Morata thrived with the added responsibility, and it would be in the Champions League where he shone brightest, as his speed and direct style meshed perfectly with Allegri’s tactical approach.

A goal in each leg of the last-16 tie with Borussia Dortmund helped Juve progress to the quarter-finals, where he won the penalty—converted by Arturo Vidal—that saw the Bianconeri eliminate AS Monaco.

Then fate intervened to pit Morata and Juventus against his former club in the semi-finals. Redemption, revenge and Real Madrid awaited, with their native son more than ready to play his part in ending their hopes of silverware.

A goal in each leg followed, as the Bianconeri underdogs eliminated yet another heavily fancied opponent to earn a surprising place in the final. By the time they took to the pitch in Berlin, Allegri’s men had already secured the club’s first domestic double in two decades but were desperate for European glory.

It was not to be, but Morata got his name on the scoresheet in the defeat to Barcelona, his second-half goal temporarily giving the Bianconeri hope they could topple Lionel Messi and Co.

While he had respectfully not celebrated against Madrid, his joy at scoring an equaliser past their bitter Catalan rivals was obvious. Juve's chance of victory was soon wiped away, as Barca ran out 3-1 winners.

A summer of upheaval in Turin followed, but Morata initially appeared unaffected by it, netting against Manchester City and Sevilla to equal Alessandro Del Piero’s club record of scoring in five consecutive Champions League games.

A few days later, he netted against Bologna, but he would then begin to struggle, going a staggering 19 appearances without a goal.
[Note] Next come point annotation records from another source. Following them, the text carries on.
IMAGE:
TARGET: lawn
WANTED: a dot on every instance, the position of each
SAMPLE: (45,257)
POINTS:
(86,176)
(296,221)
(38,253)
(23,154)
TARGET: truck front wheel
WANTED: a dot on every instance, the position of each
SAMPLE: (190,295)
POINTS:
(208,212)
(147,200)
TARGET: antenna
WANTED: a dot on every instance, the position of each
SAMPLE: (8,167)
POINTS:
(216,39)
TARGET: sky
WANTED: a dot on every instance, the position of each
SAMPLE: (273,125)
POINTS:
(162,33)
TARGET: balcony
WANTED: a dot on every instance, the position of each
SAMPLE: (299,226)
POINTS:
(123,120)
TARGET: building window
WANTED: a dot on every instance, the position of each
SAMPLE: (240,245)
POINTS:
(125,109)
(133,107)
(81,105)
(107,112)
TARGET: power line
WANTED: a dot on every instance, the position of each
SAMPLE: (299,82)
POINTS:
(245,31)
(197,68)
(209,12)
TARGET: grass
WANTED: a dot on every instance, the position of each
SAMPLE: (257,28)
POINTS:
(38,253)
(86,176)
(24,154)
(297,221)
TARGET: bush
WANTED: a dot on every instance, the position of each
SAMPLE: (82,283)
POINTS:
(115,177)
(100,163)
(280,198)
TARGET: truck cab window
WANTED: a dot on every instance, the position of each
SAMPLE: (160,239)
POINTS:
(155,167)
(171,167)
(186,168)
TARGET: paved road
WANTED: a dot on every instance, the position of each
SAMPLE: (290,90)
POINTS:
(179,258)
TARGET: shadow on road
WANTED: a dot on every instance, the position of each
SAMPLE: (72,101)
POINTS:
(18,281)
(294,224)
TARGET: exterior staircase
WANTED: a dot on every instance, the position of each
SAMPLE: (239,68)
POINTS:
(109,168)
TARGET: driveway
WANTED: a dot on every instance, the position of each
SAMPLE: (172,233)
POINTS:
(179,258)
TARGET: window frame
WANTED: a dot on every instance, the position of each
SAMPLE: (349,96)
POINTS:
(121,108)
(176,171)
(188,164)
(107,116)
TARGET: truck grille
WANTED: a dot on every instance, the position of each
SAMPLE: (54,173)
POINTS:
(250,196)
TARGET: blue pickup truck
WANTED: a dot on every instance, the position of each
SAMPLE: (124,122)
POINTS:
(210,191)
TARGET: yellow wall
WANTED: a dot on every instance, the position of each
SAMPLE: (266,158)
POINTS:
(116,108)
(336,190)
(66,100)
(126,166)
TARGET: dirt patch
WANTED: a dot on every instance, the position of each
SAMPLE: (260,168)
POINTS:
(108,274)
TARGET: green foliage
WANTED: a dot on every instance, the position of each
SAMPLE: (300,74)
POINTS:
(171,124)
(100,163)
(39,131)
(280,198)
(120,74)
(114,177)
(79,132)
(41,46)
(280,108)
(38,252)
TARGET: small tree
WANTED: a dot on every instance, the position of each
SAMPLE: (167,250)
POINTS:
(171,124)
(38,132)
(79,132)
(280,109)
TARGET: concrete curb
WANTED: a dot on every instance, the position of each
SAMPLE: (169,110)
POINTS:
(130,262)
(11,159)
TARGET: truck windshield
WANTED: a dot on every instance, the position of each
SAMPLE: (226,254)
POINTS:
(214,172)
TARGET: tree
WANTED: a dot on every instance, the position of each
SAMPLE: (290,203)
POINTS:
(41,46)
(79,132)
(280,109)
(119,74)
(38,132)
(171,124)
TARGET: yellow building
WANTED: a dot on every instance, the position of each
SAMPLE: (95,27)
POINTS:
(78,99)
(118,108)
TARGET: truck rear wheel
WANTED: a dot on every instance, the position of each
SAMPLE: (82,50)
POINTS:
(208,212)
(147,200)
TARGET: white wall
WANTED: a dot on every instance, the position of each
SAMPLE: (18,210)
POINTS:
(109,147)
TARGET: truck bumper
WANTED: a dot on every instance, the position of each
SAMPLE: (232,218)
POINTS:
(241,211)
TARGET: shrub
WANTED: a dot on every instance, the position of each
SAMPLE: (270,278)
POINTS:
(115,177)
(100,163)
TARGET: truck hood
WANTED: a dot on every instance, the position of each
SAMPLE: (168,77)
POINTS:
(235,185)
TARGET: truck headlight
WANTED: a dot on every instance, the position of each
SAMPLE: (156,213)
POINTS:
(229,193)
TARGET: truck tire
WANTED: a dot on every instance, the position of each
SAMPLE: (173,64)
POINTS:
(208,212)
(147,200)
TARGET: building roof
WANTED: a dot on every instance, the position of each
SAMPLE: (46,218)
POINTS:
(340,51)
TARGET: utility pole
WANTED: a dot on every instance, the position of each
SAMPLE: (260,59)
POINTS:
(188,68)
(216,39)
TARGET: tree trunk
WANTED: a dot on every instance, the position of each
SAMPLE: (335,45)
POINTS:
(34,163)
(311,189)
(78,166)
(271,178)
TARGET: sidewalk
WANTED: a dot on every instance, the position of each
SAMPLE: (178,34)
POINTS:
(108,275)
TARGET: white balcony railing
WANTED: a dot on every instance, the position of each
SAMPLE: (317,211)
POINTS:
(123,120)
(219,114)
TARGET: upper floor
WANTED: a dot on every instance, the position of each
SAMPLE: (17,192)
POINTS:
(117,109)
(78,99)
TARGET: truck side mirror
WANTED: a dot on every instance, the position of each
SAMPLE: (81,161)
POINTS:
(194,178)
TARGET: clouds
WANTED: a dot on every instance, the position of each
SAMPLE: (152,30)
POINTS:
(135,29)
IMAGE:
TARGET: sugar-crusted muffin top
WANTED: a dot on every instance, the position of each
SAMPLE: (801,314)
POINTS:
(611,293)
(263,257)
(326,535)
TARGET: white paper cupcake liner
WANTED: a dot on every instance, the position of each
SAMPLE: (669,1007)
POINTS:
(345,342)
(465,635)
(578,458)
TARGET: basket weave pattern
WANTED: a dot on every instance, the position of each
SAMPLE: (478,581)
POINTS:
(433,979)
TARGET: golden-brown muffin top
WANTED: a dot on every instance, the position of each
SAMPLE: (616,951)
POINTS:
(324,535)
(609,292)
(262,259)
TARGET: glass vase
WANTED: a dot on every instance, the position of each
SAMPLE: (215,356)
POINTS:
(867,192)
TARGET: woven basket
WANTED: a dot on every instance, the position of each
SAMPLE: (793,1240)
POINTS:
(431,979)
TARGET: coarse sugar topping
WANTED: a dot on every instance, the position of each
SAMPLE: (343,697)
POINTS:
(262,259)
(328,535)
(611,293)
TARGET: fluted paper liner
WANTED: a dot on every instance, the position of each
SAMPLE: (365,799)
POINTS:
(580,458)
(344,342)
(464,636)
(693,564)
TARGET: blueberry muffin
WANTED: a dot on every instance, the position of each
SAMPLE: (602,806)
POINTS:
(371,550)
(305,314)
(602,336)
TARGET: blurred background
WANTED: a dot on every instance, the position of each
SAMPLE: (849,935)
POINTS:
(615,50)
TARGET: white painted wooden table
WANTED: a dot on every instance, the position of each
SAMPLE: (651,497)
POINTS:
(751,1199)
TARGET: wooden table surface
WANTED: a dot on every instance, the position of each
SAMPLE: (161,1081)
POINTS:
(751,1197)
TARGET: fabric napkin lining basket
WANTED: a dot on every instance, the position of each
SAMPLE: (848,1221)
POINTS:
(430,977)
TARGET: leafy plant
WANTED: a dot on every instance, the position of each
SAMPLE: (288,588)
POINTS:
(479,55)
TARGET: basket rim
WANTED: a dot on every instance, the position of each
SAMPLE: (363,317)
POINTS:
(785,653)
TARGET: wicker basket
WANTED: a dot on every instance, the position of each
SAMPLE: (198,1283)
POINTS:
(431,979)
Lacking confidence and seemingly irritating Allegri on a number of occasions, he returned to the bench behind new arrivals Mario Mandzukic and Paulo Dybala.

But playing with Tevez taught Morata to fight, and he would do just that, returning to form with goals against Inter Milan, Fiorentina and local rivals Torino to help secure a fifth consecutive Serie A title.

His tireless running had also been a major feature of Juve’s Champions League clash with Bayern Munich, the team collapsing after Mandzukic replaced him in the second leg. The Coppa Italia final against AC Milan would then once again allow Morata to underline his importance, netting the only goal of the game to clinch yet another league-and-cup double.

Sadly for Juventus, that proved to be his final contribution to the club, returning to Real Madrid that summer. He will return to Turin on Thursday, when Spain take on Italy at Juventus Stadium, Morata undoubtedly looking forward to seeing his old team-mates once more.

Discussing the FIFA World Cup qualifier with La Gazzetta dello Sport (h/t Football Italia), he spoke highly of Leonardo Bonucci, Andrea Barzagli and Giorgio Chiellini as he prepares to face off against them on Thursday evening:

We are always in touch, sending videos, photos, messages, I want the best for them because when I got there I was pretty much a youth team player from Madrid and they treated me incredibly well.

I will always be grateful. Chiello, Leo, Andrea helped me so much. ... Especially giving me a lot of kicks in training!

In that same interview, Morata went on to say he "hopes Juve always wins. I’m still very much a Juventino, and I always will be." That should be no surprise. He learned so much while wearing the black-and-white stripes. His progression into being a highly respected and well-rounded striker would never have happened without Juventus.

He may have been born in Madrid, but Alvaro Morata was unquestionably made in Turin.